Lazar J. Greenfield, MD, FACS of Ann Arbor, MI, was the recipient of the 16th Jacobson Innovation Award of the American College of Surgeons. The Jacobson Award, which honors living surgeons who have been innovators of a new development or technique in any field of surgery, was presented to Dr. Greenfield during a dinner that was held in conjunction with the ACS Board of Regents meeting.
An internationally recognized expert in vascular surgery, Dr. Greenfield was honored with the Jacobson Award in recognition of his seminal contributions in the technical development of the Greenfield filter, a device which changed the technology associated with the pulmonary embolic complications of deep venous thrombosis. The Greenfield vena cava filter is an implantable device inserted via a peripheral vein and was designed to prevent blood clots from reaching the lungs, a condition otherwise known as pulmonary embolism.
Since its introduction, the Greenfield filter has been implanted in more than 600,000 patients. The filter is invaluable to immobile patients since they are at highest risk of a blood clot due to the lack of movement. Before the invention of the Greenfield filter, surgeons would try to prevent pulmonary embolism by surgically closing, partitioning, or clipping the inferior vena cava, thereby stopping blood flow in the vein and forcing the blood to return to the heart through other veins.

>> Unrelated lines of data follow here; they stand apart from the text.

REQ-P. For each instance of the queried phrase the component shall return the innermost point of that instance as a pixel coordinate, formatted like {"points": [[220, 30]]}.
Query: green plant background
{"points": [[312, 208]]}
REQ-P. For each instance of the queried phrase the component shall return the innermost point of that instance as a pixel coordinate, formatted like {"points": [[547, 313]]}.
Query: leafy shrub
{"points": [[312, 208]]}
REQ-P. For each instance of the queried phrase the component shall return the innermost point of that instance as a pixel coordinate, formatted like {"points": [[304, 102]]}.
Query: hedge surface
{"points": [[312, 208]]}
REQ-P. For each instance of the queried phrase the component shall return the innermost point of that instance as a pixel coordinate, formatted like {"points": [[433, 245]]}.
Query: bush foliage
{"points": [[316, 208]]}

The introduction of the Greenfield filter in 1973 provided the first effective method of trapping clots within blood vessels while simultaneously preserving blood flow within the IVC. Although blood-thinners have proved effective at preventing blood clots, many people, especially trauma patients, cannot take these agents because they pose an increased risk of internal bleeding and death.
The impetus for developing the filter came from a surgical emergency Dr. Greenfield encountered in 1968 when he treated a 23-year-old patient who sustained multiple fractures to both legs and the pelvis following a motorcycle accident, and developed a massive pulmonary embolism. Despite putting the patient on a heart-lung machine and applying the most aggressive surgical treatment of the time to remove numerous blood clots from the patient’s lungs, the patient did not survive.
Two years later he worked with Garman Kimmel, an oil-industry engineer and prolific inventor, to create an implantable filter for trapping blood clots before they can reach the lungs. The cone-shaped device consisted of six legs converging in the center that spanned roughly an inch across the vena cava. It had tiny hooks that secured it in place in the blood-vessel wall and corrugations in the legs that kept clots from slipping through. Clots that collected in the filter’s conical nose almost always dissolved as a result of the continuous flow of blood, which has natural clot-dissolving properties.
Currently, there are eight filter designs, including the Greenfield filter, approved for use by the FDA. For many years, the Greenfield filter has served as the benchmark by which newer filters were measured because it has the best long-term record. It has a recurrent pulmonary embolism rate of three percent, and studies have shown it to be more than 95 percent safe and effective.
Dr. Greenfield received his medical degree from Baylor University College of Medicine, in 1958 and completed his surgical training in general and thoracic surgery at the Johns Hopkins Hospital in Baltimore. During his training, Dr. Greenfield spent two years conducting research at the National Heart, Lung, and Blood Institute of the National Institutes of Health. In 1974 Dr. Greenfield was appointed the Stuart McGuire Professor and Chair at the Virginia Commonwealth University, a post he held for 13 years.
Following his work at VCU, Dr. Greenfield became the F.A. Coller Distinguished Professor of Surgery and chairman of the department of surgery at the University of Michigan, and is currently professor emeritus of surgery there. He has been a Fellow of the American College of Surgeons since 1968.